French cartoonist and author (born 1966)

Laurent "Riss" Sourisseau (/fr/; born 20 September 1966) is a French cartoonist, author and publisher. Since 1992, he has worked for the French satirical weekly newspaper Charlie Hebdo and is now its majority owner.

==Career==
Sourisseau is the author of several books printed in France and his political cartoons appear often on the cover of Charlie Hebdo

==Charlie Hebdo shooting==

On 7 January 2015 Sourisseau was shot and wounded in the shoulder during the terrorist attack on the Charlie Hebdo office. From the hospital, he drew four cartoons for the issue of Charlie Hebdo released on 14 January.

Six months after the attack, Soursseau said he would no longer draw the Muslim Prophet Muhammad, stating that "We've done our job. We have defended the right to caricature."
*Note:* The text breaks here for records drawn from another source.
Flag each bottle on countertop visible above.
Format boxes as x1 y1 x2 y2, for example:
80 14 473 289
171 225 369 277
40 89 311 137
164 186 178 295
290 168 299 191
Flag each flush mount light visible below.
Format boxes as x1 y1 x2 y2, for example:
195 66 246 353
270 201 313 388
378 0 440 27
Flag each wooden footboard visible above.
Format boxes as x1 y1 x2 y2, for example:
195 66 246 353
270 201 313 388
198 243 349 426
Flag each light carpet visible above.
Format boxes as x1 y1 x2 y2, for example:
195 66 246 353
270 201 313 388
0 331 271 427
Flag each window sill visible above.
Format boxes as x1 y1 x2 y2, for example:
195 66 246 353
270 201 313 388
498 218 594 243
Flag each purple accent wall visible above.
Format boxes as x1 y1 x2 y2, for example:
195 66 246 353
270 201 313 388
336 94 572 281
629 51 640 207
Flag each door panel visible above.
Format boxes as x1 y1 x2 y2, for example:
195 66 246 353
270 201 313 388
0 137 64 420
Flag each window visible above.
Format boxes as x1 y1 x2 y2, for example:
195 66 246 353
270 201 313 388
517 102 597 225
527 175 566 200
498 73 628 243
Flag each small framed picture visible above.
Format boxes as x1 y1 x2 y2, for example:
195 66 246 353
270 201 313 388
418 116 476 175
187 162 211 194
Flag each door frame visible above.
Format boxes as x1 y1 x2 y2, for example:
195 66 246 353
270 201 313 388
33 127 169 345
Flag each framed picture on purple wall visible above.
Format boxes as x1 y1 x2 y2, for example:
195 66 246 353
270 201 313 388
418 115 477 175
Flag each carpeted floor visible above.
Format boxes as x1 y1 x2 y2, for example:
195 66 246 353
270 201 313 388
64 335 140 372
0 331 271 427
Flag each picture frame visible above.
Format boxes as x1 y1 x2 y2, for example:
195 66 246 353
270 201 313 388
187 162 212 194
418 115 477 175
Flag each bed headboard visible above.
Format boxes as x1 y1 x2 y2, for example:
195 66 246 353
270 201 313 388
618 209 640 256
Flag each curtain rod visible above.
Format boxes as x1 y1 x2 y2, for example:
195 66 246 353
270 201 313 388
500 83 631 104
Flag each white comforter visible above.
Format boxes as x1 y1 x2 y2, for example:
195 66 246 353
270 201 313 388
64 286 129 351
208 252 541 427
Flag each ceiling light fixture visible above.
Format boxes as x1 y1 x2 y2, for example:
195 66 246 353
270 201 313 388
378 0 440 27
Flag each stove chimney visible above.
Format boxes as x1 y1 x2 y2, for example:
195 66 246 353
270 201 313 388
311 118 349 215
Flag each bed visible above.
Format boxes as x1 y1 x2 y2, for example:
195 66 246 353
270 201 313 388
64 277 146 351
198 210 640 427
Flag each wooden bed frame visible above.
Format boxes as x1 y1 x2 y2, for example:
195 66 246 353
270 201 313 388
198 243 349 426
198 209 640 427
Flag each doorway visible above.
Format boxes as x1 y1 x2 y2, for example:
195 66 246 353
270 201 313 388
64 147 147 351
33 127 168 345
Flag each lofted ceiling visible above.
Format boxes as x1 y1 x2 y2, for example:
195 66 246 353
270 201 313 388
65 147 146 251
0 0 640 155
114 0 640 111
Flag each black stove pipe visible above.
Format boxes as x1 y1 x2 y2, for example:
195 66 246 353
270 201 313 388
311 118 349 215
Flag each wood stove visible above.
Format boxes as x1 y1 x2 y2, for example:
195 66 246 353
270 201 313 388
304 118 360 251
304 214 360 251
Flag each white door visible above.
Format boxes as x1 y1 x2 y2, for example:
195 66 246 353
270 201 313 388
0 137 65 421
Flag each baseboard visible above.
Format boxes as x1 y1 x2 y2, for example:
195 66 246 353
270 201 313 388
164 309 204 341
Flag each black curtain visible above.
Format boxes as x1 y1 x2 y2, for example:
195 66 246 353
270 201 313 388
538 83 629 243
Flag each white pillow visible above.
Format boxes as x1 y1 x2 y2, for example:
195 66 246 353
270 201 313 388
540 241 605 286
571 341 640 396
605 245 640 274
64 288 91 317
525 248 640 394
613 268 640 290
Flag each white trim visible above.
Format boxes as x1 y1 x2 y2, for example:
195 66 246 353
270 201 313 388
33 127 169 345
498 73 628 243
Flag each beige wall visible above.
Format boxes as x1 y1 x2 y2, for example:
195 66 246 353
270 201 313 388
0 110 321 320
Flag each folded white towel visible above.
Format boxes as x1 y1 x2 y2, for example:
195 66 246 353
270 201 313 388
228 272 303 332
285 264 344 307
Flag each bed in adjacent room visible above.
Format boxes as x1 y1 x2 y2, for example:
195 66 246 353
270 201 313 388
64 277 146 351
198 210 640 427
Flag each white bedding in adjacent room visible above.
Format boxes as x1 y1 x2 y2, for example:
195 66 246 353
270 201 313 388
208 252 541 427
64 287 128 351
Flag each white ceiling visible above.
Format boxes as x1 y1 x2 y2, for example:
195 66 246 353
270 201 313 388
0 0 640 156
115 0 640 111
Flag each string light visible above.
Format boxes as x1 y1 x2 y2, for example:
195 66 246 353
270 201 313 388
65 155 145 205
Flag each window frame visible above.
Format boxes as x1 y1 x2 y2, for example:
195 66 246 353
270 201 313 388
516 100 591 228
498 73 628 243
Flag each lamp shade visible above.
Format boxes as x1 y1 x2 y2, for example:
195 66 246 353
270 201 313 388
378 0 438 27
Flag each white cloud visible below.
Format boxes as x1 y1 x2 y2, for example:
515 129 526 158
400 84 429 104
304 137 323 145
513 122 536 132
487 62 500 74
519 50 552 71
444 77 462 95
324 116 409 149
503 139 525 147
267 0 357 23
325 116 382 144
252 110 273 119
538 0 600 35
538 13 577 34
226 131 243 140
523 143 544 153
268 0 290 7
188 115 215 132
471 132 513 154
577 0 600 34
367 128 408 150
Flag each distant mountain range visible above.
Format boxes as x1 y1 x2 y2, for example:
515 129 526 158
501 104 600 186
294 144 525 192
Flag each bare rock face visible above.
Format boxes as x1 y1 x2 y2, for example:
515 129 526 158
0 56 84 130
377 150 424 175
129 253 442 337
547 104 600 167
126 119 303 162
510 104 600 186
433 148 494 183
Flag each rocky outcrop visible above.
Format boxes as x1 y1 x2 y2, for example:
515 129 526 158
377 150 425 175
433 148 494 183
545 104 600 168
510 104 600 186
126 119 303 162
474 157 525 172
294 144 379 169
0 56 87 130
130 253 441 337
Riss is now the publishing director of the magazine, and he owns 70% of the shares.

==Works==
- The Great Trial by Charlie Hebdo: The trial Papon collective scenario Editions Charlie Hebdo / Rotary 1998
- Granny Woman Practice Noon Seeking 1999 ( ISBN 978-2862746432 )
- The Tour de France of the Crime, Charlie Hebdo, Special Issue No. 11, Editions Rotary 2000
- Face kärchée of Sarkozy, with Richard Malka and Philippe Cohen (screenplay), Issy-les-Moulineaux: Vents d'Ouest, Paris: Fayard, p 155, 2006 (. ISBN 2-7493-0309-5 )
- Survey Nicolas Sarkozy before his accession to the presidency of the Republic during the 2007 presidential election; followed after his election, the Countenance of
- Face kärchée Sarkozy's more: Sarko 1 with Richard Malka and Philippe Cohen (screenplay), 37 p 2007 (. ISBN 978-2-7493-0400-7 )
- Presidential 2007: Campaign blog of Charlie Hebdo, with Anne-Sophie Mercier, Editions Jean-Claude Gawsewitch 2007 ( ISBN 978-2350130996 )
- I Do Not Like School, Hoëbeke 2007 ( ISBN 978-2842302931 )
- The American Dream Explained to the Disbelievers, Albin Michel, 2007 ( ISBN 978-2226177308 )
- Nothing to masturbate, Supplement No. 828 of Charlie Hebdo (30 April), 32 p., 2008
- Carla and Carlito or Castle Life with Richard Malka and Philippe Cohen (screenplay), ed. 12a -Fayard, 64 pp., 2008 ( ISBN 978-2-35648-034-7 )
- My First Crusade, Georgie Bush goes to War, published The Fumbles, 2008 ( ISBN 978-2357660007 )
- Obama, what else? With Jean-Luc Hees, ed. The Fumbles, 2009 ( ISBN 978-2357660083 )
- Hitler in my Living Room. Private Photos of Germany from 1933 to 1945, ed. The Fumbles, 2009 ( ISBN 978-2357660144 )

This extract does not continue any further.